The deep learning architecture applicable for healthcare system mostly falls on recurrent neural networks (RNNs) [10], convolutional neural networks (CNNs) [11], autoencoders (AEs) [12], and restricted Boltzmann machines (RBMs) [13]. The major application of deep learning in healthcare system falls on image processing, especially to predict Alzheimer’s disease using magnetic resonance imaging (MRI) scans [14, 15]. The risk of osteoarthritis can be detected using CNNs that represent low-field knee MRI hierarchically to automatically segment cartilage. Deep learning is used to segment multiple sclerosis lesions in multi-channel 3D MRI in order to predict malignant and benign breast nodules. Deep learning is being used to process electronic health record (EHR) data in the field of laboratory test, diagnosis, and medication and for free-text clinical notes. Area under the receiver operating characteristic curve and F-score methodology prove that deep learning accuracy is superior than traditional machine learning process [16]. DeepCare, a deep dynamic network, is a RNN with long short-term memory (LSTM) hidden units, pooling, and word embedding which identifies the current state of illness and predicts the future consequences [17]. Choi et al. [18] have developed Doctor AI model that predicts diagnoses and medications using RNNs with gated recurrent unit (GRU). Miotto et al. [19] used a three-layer stacked denoising autoencoder (SDA) and proposed a deep patient representation from the EHRs to predict risks based on random forest classifiers.

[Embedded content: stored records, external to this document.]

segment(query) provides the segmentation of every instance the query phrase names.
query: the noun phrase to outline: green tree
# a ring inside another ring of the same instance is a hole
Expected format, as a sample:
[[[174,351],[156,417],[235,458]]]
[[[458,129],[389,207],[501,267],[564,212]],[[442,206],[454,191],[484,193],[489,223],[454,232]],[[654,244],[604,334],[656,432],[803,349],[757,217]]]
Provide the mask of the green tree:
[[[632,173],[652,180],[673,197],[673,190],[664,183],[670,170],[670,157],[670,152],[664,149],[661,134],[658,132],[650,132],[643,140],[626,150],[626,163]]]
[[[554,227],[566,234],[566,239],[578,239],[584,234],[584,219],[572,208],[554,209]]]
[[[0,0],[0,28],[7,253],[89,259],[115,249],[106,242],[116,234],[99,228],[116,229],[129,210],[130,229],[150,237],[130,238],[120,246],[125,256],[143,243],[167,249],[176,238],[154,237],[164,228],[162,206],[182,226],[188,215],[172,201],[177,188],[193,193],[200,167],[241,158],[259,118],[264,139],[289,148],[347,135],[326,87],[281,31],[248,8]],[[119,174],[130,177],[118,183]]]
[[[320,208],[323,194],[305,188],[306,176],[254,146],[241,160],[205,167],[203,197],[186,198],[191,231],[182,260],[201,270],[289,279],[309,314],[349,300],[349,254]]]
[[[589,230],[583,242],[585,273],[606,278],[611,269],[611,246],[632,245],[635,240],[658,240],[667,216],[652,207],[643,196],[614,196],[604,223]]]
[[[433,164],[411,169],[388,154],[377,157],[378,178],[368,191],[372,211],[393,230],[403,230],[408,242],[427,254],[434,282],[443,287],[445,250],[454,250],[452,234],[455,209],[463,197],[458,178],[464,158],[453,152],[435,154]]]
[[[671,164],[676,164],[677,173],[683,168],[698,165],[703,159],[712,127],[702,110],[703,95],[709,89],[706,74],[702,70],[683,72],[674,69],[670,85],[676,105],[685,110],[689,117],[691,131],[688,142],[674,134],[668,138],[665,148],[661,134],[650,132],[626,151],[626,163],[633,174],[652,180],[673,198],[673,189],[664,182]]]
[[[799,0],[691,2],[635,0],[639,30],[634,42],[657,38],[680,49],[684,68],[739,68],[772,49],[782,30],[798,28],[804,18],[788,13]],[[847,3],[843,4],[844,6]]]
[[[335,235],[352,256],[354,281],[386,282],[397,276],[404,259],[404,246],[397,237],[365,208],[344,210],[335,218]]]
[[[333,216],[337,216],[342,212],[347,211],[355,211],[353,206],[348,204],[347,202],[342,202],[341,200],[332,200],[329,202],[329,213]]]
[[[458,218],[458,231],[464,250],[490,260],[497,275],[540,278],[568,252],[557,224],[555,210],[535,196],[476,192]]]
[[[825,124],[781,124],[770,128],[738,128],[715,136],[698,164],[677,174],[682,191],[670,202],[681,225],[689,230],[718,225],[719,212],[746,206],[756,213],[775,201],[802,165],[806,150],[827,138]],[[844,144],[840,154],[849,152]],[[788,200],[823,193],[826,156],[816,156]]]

8.3 Deep Learning in Natural Language Processing

Natural language processing (NLP) is a computational methodology for automatic analysis of human language. Research activities in document text and language are increasing nowadays in the signal processing community. Deep learning contribution is in language modelling to give a probability to sequence of linguistic symbol or word. Natural language processing (NLP) started in the era of batch processing and punch card in that the analysis takes up to 7 minutes [22]. Deep learning algorithms and architectures are doing impressive advancements in the fields of pattern recognition. Collobert et al. [23] explained that a deep learning [24] framework can perform well in many natural language processing tasks such as semantic role labeling (SRL), named-entity recognition (NER), and POS tagging [25]. Following Collobert et al., various versions of advanced deep learning-based algorithms have evolved to resolve various difficult natural language processing tasks [26,27,28].

9 Conclusion

Deep learning is a branch of machine learning algorithm that is used to model data with the help of architectures consisting of multiple nonlinear transformations. This chapter explained the basis for deep learning, and its evolution is discussed with a roadmap. The architectures, learning methods, and its applications are elaborated. The platforms and their brands are discussed deeply with their applications. The general applications and the life-saving applications of deep learning in healthcare system are clearly explained. The future of deep learning is very bright, and the great thing about deep learning is that it is doing extremely well at dealing with vast amount of disparate data that are relevant in current era of smart sensors that collect huge amount of information.